Quant à lui, St-Martin, il vit sur la terre avec une dispense, à savoir que les épreuves de notre monde ne sont pas pour lui, il a déjà vaincu dans d'autres vies, ce n'est pas dans son intérêt qu'il est venu prendre un corps terrestre, mais dans l'intérêt de Dieu, pour une mission d'enseignement et d'amour ; il n'appartient qu'à Dieu, il est de Dieu et aspire à sortir au plus tôt d'ici-bas pour remonter d'où il vient et se rejoindre au Père. Cc sont là de bien hautes prétentions qui ne seraient pas justifiées au premier coup d'œil, par le peu de vulgarisation de ses écrits obscurs (on l'a nommé le philosophe inconnu) ; mais si l'on réfléchit à l'influence exercée sur les personnages distingués de son temps, à ses correspondances nombreuses avec tous les mystiques, si l'on songe encore à la moralité supérieure qu'il a préconisée dans tous ses livres, on se sent pris bientôt d'enthousiasme et d'admiration pour cette grande et belle figure.

M. Matter, dont nous critiquions tout à l'heure une inconcevable inadvertance, rend comme nous hommage à St-Martin, dont il dit : « Il est un point qui domine cette vie et qu'on doit bien établir au point de départ, comme on doit y revenir au terme ; c'est le point lumineux de la vie humaine , étoile du matin, soleil du jour et flambeau du soir ; c'est cette vérité à la fois humble et sublime, que la science n'est pas un but, qu'elle n'est qu'un moyen. Cette vérité, nul ne l'a mieux prise pour guide que Saint-Martin. Toute sa science, toute sa théosophie n'est que le moyen de sa vie morale, et la vie morale elle-même, que la préparation à l'illumination divine. A la seule école du perfectionnement éthique se trouve la sagesse, et nul n'a de lumière s'il n'en a cherché là : nul ne sait un mot vrai sur la vie humaine, s'il n'a mis la sienne au service de son auteur ; nul n'est rien s'il n'a Dieu, et nul n'a Dieu, s'il ne sert en rien à Dieu. » [2].
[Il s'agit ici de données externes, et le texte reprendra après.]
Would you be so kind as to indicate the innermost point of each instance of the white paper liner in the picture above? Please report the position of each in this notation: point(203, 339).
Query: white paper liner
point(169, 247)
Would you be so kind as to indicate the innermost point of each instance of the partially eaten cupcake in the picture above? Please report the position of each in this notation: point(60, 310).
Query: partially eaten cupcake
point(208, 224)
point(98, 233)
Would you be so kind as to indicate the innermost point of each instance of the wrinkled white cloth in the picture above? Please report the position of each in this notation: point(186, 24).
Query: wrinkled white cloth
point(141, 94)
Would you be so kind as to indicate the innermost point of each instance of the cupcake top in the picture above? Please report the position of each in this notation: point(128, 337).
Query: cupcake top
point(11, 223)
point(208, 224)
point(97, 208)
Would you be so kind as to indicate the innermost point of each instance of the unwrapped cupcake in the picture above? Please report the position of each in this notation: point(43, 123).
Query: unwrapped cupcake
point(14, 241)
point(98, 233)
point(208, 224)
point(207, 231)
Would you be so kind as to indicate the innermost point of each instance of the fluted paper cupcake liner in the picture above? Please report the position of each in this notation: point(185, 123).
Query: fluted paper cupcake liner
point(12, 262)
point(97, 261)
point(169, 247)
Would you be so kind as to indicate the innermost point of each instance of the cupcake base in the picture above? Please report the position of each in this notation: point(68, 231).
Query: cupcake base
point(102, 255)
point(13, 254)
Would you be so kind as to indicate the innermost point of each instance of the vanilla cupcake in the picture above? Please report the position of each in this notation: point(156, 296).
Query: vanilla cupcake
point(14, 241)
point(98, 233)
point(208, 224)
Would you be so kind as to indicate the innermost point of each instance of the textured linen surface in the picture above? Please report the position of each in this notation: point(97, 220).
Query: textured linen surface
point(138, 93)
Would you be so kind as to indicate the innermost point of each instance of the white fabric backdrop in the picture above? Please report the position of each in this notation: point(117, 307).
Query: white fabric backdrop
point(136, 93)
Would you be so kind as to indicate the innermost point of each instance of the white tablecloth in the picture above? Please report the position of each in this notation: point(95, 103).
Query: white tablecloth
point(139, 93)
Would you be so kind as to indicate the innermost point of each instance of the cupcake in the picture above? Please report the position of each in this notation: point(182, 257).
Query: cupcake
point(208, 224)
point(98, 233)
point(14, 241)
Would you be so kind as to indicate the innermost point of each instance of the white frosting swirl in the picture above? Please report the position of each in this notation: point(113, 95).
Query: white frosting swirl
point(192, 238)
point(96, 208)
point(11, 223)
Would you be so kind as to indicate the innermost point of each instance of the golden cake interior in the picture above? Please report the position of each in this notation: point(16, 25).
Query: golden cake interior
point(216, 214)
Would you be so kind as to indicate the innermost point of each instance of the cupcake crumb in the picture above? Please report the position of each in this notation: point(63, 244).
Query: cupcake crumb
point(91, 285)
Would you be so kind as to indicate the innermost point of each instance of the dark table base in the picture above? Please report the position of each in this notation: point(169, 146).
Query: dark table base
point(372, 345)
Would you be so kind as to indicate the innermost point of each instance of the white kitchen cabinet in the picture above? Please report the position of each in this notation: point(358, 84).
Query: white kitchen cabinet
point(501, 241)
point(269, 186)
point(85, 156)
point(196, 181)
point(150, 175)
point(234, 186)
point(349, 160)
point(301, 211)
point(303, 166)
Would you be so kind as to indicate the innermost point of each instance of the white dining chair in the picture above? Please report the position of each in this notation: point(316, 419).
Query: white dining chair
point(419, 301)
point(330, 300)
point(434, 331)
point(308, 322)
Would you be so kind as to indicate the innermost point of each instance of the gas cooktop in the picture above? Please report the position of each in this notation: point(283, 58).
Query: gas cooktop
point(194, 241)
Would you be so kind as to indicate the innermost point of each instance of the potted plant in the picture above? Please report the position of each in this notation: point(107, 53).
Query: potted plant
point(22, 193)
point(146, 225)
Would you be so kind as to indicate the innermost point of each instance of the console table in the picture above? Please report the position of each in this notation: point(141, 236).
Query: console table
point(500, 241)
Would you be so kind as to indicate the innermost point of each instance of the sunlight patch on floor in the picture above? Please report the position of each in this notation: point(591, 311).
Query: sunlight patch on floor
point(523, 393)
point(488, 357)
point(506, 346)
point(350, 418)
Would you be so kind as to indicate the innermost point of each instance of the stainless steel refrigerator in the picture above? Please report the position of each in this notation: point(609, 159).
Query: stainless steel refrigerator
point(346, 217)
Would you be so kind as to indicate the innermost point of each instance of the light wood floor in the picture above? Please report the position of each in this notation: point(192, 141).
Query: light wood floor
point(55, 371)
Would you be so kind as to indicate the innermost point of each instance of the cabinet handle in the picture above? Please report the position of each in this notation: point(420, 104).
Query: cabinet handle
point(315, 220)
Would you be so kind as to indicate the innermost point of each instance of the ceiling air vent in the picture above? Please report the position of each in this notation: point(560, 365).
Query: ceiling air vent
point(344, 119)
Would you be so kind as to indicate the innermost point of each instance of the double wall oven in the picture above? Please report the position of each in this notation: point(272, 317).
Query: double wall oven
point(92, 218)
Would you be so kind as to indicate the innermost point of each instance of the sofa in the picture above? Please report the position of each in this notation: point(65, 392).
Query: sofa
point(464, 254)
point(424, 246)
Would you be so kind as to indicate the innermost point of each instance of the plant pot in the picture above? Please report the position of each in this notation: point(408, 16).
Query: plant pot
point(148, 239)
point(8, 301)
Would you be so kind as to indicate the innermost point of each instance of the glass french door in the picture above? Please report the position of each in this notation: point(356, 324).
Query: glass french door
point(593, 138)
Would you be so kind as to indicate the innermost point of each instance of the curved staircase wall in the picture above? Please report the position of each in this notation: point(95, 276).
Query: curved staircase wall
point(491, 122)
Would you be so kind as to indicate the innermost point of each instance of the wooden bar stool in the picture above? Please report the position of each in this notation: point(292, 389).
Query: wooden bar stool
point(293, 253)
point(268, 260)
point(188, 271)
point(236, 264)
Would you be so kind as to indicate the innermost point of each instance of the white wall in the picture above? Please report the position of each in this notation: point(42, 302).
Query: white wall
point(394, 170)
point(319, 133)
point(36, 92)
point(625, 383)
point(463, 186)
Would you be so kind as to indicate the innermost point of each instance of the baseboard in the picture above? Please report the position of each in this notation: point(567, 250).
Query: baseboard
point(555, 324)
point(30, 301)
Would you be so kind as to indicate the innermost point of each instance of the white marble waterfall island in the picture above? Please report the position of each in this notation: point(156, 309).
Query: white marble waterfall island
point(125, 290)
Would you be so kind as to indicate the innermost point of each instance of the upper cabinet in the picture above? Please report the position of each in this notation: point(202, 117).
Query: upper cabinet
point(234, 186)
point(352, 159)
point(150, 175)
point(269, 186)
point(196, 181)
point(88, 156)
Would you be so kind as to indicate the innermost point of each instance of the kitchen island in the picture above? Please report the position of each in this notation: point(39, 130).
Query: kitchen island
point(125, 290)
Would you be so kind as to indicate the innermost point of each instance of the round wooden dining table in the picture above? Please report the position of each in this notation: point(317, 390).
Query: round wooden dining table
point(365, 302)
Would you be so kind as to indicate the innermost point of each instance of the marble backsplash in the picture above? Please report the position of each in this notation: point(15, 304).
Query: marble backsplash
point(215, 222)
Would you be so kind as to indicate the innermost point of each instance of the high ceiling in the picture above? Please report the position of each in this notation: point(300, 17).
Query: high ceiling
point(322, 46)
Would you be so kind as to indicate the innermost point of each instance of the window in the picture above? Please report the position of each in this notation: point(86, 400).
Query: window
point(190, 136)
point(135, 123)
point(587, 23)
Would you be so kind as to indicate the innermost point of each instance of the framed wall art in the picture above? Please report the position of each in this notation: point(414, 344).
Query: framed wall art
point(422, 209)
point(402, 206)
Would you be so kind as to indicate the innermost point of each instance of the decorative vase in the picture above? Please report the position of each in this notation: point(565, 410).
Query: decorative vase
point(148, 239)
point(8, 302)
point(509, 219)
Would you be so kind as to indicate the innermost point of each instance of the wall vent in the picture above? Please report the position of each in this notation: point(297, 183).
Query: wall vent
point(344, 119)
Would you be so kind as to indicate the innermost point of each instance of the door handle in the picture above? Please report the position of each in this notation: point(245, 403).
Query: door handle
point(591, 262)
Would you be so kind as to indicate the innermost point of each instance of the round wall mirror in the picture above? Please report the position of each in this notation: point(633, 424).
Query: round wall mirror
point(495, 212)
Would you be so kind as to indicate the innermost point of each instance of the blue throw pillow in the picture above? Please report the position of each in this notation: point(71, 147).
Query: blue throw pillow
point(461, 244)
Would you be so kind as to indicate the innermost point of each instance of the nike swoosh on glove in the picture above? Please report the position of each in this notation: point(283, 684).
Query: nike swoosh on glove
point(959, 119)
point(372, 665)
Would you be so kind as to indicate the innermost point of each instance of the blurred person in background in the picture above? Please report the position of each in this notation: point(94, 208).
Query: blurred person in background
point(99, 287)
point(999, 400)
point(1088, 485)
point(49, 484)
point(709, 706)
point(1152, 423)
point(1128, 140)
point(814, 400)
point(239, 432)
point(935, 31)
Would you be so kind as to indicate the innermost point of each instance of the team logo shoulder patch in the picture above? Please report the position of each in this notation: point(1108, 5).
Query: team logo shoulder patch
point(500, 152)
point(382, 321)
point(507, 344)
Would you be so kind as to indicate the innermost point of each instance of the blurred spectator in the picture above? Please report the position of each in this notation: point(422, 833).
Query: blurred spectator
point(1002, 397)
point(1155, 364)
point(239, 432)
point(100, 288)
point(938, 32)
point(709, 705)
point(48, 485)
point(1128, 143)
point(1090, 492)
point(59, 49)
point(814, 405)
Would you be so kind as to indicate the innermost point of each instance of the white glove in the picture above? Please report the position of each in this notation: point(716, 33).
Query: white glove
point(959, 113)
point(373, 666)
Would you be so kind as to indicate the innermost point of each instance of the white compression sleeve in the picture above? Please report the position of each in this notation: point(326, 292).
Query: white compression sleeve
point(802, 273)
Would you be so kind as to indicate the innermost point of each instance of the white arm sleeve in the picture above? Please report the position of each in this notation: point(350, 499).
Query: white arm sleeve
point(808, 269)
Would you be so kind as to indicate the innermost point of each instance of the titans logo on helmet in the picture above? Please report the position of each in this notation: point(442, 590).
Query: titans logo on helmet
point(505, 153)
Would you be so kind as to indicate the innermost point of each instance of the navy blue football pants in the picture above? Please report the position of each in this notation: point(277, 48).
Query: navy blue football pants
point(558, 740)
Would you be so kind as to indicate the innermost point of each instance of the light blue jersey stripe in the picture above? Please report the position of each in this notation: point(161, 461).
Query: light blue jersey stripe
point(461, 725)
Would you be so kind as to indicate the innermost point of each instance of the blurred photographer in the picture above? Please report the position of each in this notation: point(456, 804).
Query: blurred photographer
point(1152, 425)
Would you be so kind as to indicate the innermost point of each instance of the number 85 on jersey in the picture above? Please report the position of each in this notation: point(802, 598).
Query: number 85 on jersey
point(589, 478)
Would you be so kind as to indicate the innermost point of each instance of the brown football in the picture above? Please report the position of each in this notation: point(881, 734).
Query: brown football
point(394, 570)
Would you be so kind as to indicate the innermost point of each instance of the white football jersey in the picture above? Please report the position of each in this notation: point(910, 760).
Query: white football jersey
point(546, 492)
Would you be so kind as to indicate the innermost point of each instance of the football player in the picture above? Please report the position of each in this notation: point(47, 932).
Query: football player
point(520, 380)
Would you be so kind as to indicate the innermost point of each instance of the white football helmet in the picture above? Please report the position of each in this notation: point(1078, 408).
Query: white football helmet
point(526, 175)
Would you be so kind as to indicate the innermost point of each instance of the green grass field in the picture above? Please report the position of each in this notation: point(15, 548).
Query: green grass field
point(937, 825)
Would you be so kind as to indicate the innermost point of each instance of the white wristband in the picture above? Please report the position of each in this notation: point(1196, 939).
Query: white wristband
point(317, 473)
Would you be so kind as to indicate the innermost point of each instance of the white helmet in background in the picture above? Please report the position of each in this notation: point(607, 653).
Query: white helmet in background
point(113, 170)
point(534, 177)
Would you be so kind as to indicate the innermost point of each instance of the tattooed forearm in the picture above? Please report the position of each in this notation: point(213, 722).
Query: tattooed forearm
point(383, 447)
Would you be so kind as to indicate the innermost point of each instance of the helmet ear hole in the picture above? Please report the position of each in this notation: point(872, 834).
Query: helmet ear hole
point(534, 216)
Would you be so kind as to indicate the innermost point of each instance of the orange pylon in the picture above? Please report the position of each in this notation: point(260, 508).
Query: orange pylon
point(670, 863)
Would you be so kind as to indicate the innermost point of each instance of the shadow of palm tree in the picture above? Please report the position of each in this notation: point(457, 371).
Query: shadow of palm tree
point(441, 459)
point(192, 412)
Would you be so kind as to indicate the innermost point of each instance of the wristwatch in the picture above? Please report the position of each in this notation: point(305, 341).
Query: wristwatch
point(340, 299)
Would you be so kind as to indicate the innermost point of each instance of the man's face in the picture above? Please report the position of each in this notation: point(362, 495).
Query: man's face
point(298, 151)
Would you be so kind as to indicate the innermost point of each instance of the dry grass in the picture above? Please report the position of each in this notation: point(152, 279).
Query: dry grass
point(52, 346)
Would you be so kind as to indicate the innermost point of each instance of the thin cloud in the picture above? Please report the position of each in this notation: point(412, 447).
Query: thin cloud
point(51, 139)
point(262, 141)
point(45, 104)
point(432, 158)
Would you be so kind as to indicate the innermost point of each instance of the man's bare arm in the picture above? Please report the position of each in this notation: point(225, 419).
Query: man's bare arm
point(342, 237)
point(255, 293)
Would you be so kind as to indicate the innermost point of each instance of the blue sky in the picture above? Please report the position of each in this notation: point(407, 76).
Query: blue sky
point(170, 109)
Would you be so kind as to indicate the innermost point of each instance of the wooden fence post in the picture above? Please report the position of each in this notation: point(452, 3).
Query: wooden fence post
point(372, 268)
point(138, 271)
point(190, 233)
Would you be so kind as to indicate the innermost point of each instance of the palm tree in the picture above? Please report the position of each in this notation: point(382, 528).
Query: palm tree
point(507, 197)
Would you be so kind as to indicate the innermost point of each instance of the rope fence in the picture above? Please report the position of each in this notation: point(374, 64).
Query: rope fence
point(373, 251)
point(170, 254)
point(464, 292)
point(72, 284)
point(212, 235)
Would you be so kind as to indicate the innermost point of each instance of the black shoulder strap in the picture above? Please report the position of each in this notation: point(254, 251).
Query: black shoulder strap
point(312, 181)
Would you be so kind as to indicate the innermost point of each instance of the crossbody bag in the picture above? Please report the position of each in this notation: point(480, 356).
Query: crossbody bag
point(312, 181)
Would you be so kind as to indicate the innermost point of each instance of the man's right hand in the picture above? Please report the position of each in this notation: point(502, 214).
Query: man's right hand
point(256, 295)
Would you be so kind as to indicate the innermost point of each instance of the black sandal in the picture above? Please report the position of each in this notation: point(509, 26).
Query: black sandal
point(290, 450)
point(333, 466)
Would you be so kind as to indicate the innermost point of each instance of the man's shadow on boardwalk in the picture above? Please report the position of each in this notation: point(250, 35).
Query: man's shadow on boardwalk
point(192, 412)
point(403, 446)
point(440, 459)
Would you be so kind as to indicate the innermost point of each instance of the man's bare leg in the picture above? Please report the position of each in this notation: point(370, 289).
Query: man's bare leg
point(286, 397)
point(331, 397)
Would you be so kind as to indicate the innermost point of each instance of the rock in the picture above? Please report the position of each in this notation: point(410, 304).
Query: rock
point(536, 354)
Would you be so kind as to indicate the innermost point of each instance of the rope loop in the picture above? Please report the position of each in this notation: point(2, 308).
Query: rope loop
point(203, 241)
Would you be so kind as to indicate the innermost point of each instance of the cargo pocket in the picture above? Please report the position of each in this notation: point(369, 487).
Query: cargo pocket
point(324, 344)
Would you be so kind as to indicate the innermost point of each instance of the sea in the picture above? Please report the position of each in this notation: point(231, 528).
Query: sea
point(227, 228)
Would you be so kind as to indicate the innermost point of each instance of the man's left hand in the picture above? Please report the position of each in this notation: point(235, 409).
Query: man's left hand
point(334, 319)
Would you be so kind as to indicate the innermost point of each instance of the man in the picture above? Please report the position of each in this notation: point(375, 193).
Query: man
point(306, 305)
Saint-Martin, comme il le dit, a passé dans le monde, à côté du monde, il ne s'est pas mêlé aux faiblesses humaines, sinon pour les consoler et relever les autres de leurs chutes ; il a vu la corruption sans en être terni, il a touché la boue sans en être sali ; il était trop à Dieu pour qu'il en fût autrement et avait reçu en naissant trop peu d'astral.

Sa mort fut digne de sa vie. Il est certain que depuis trois mois il était averti de sa fin prochaine ; il le répète dans plusieurs de ses correspondances. On veut que, trois jours avant, il ait lui-même prédit le jour et l'heure où il quitterait la terre ; mais cela est aussi douteux que le premier fait est prouvé.

Il mourut le 13 [14] octobre 1803, au soir, d'une attaque d'apoplexie, à Aunay, à la campagne de son ami Lenoir Laroche. Il eut quelques moments pour adresser de touchantes paroles à ses amis accourus. Il leur recommanda, au rapport de M. Gence, l'union fraternelle et la confiance en Dieu.

Nous avons fait avec Saint-Martin l'étude historique du spiritisme au XVIIIe siècle.

 

Nous allons à présent passer en Suède avec Swedenborg.

A. P.


Notes

1. La mort ne doit se regarder que comme un relais dans notre voyage. Nous arrivons à ce relais avec des chevaux fatigués et usés, et nous y venons pour en prendre qui soient frais et en état de nous conduire plus loin ; mais aussi il faut payer tout ce qu'on doit pour la course qui est faite, et jusqu'à ce que les comptes aient été [sic pour soient] soldés, on ne vous met point en route pour la course suivante. [n°134]. Extrait de « Pensées extraites d’un manuscrit de Mr de St Martin », Œuvres posthumes, p. 286.

2. Jacques Matter, Saint-Martin, le philosophe inconnu: sa vie et ses écrits, son maitre Martínez et leurs groupes d'après des documents inédits, Paris, Didier, 1862, p. 400.